Ask HN: Preparation to deal with economic slowdown of COVID-19 - siddharthgoel88
As it is more or less common consensus that economic slowdown is obvious with COVID-19. Considering something we already know is coming what all preparations could one do to tackle it or minimize its impact to self?<p>Also as a lot of Software Engineers hang are found around HN, it would also be interesting to know about some plans or patterns of preparations that might be common things done by the people in this industry.
======
austincheney
There were some things I did once the virus becomes clear. Planning started in
January.

* I was looking for other jobs in January, but backed out of that. Choosing instead to keep the job I already had. I did not like the job but it’s safe employment at a large company in an essential industry.

* I refinanced my house at a higher interest rate for a massive bucket of cash.
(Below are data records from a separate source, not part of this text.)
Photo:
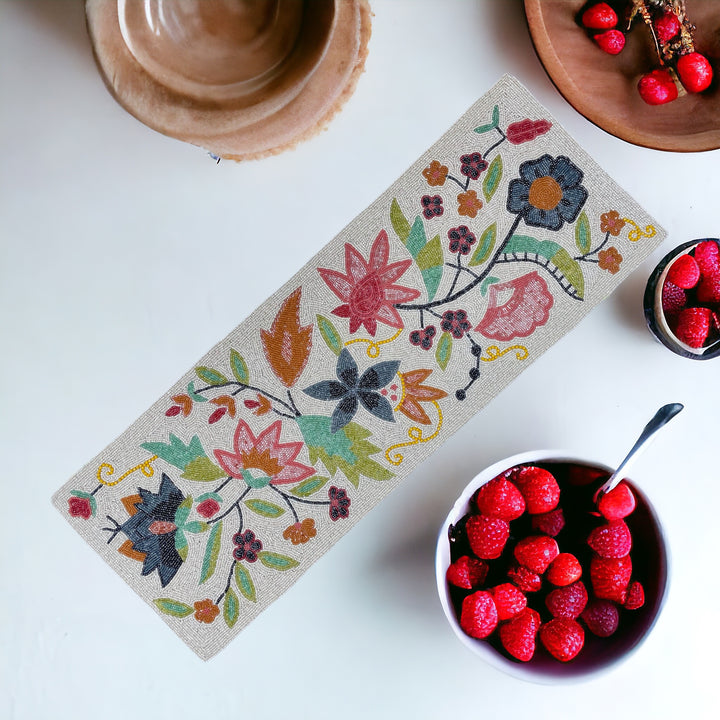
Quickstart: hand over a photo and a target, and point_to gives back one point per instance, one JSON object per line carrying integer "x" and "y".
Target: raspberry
{"x": 550, "y": 523}
{"x": 487, "y": 536}
{"x": 695, "y": 72}
{"x": 536, "y": 552}
{"x": 618, "y": 503}
{"x": 478, "y": 616}
{"x": 500, "y": 498}
{"x": 636, "y": 596}
{"x": 568, "y": 601}
{"x": 563, "y": 638}
{"x": 693, "y": 326}
{"x": 657, "y": 87}
{"x": 509, "y": 600}
{"x": 611, "y": 41}
{"x": 610, "y": 577}
{"x": 538, "y": 487}
{"x": 565, "y": 569}
{"x": 525, "y": 579}
{"x": 684, "y": 272}
{"x": 601, "y": 617}
{"x": 518, "y": 635}
{"x": 599, "y": 17}
{"x": 612, "y": 540}
{"x": 467, "y": 572}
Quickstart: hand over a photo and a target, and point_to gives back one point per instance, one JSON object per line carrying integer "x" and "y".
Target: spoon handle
{"x": 661, "y": 417}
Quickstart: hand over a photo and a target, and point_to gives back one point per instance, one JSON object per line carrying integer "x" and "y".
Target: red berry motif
{"x": 563, "y": 638}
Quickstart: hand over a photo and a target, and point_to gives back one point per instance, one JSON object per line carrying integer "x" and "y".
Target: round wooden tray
{"x": 603, "y": 87}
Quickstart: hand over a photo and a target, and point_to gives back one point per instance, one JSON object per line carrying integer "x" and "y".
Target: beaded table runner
{"x": 495, "y": 243}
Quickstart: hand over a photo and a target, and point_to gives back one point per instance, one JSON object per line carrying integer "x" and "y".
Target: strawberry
{"x": 500, "y": 498}
{"x": 536, "y": 552}
{"x": 467, "y": 572}
{"x": 601, "y": 617}
{"x": 487, "y": 536}
{"x": 478, "y": 616}
{"x": 563, "y": 638}
{"x": 599, "y": 17}
{"x": 618, "y": 503}
{"x": 684, "y": 272}
{"x": 525, "y": 579}
{"x": 657, "y": 87}
{"x": 509, "y": 600}
{"x": 565, "y": 569}
{"x": 693, "y": 326}
{"x": 550, "y": 523}
{"x": 611, "y": 41}
{"x": 636, "y": 596}
{"x": 610, "y": 577}
{"x": 611, "y": 540}
{"x": 538, "y": 487}
{"x": 695, "y": 72}
{"x": 518, "y": 634}
{"x": 567, "y": 601}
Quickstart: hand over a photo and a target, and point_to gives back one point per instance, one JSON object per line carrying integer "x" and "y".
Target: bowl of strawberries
{"x": 545, "y": 579}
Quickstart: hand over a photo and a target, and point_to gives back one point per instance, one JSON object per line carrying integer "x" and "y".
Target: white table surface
{"x": 104, "y": 224}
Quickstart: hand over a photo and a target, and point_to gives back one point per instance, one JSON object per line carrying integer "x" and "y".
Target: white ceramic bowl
{"x": 650, "y": 564}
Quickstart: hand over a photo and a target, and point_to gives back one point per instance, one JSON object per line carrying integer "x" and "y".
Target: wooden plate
{"x": 604, "y": 87}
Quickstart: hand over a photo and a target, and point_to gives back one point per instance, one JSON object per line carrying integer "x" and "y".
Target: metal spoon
{"x": 662, "y": 417}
I paid off some debt and kept the rest as a large savings net in case things get really bad.

* I waited until the recent market spike on Friday to sell any stocks. I sold 10% of what I had so I could buy stock in industries that are really hurting like airlines or cruise.
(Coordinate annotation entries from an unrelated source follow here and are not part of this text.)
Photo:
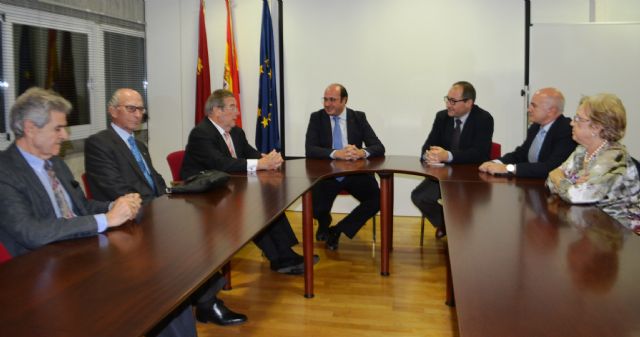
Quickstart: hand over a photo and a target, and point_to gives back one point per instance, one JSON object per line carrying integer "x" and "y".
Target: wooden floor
{"x": 351, "y": 298}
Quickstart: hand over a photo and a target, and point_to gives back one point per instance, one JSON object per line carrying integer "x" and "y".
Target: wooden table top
{"x": 522, "y": 266}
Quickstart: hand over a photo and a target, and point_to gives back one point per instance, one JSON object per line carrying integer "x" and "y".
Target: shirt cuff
{"x": 102, "y": 222}
{"x": 252, "y": 165}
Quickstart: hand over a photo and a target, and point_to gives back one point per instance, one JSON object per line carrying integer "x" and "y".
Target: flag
{"x": 66, "y": 82}
{"x": 231, "y": 76}
{"x": 25, "y": 62}
{"x": 52, "y": 61}
{"x": 203, "y": 82}
{"x": 267, "y": 134}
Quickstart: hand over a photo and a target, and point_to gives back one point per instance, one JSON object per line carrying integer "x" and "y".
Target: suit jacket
{"x": 319, "y": 139}
{"x": 475, "y": 139}
{"x": 556, "y": 148}
{"x": 113, "y": 171}
{"x": 27, "y": 217}
{"x": 206, "y": 149}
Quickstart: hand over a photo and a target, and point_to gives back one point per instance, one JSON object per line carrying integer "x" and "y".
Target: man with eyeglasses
{"x": 116, "y": 163}
{"x": 339, "y": 133}
{"x": 461, "y": 134}
{"x": 216, "y": 143}
{"x": 548, "y": 143}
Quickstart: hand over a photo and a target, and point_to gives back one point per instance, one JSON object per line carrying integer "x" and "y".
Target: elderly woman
{"x": 600, "y": 171}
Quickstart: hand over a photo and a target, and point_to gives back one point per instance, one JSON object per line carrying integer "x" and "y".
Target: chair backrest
{"x": 496, "y": 151}
{"x": 4, "y": 254}
{"x": 85, "y": 184}
{"x": 635, "y": 161}
{"x": 174, "y": 159}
* I am writing a shared/distributed operating system. It’s not a true OS as I am avoiding work on low level features like kernel, drivers, or hardware acceleration and instead just working on distribution of application execution and multi-computer file system stuff. The pandemic is opening greater demand on data distribution, but aside from media most distribution is pretty archaic and limited to VPNs.

* I should be trying to take my software skills to the next level, but the job doesn’t care. I am in an area of spaghetti code, utter reliance on third party code tools, and out dated practices. Instead I just have to make the best of what’s there and be glad I still have employment.
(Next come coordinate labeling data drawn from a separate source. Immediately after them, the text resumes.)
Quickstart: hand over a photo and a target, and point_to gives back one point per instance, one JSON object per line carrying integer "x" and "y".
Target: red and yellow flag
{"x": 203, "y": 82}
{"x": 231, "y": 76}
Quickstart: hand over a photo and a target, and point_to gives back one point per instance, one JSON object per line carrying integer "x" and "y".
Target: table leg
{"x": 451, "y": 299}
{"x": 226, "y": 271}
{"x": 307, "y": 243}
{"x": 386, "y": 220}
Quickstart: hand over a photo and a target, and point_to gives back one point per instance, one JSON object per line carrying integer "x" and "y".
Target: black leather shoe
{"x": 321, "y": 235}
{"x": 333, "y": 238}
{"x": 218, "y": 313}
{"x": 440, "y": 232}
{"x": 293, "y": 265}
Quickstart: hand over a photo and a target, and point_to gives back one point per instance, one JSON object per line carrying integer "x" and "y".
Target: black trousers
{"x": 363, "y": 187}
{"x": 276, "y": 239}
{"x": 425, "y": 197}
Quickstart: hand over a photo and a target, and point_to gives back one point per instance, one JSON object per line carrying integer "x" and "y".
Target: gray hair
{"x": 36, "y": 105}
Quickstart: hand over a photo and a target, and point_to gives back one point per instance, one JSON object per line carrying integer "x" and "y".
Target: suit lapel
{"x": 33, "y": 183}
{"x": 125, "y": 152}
* Be patient. All the data suggests the US is still far from peak bottom. Things will get much worse still and then recovery will be very slow. The prior high stock market was highly inflated by developer speculation. It will take many years to recover that. Know this now and plan accordingly.

* If everything falls apart I have a backup employment plan. I am an officer in the Army Reserves. My part time job could become a primary full time job.

* I am also doing research on foraging and trying to figure out home gardening on the cheap in cases everything else fails. 1 Fairytale pumpkin can supply a family of 4 with high nutrition food for a week and they store for 9 to 15 months and 1 plant will produce 2 to 6 fruits. I have several plants already in the ground and some large pumpkins sprouts indoors. I have sprouts of a variety of other vegetables as well.

------
bb123
Do well at your job - the people who survive these things the best are the
ones who are able to keep their job.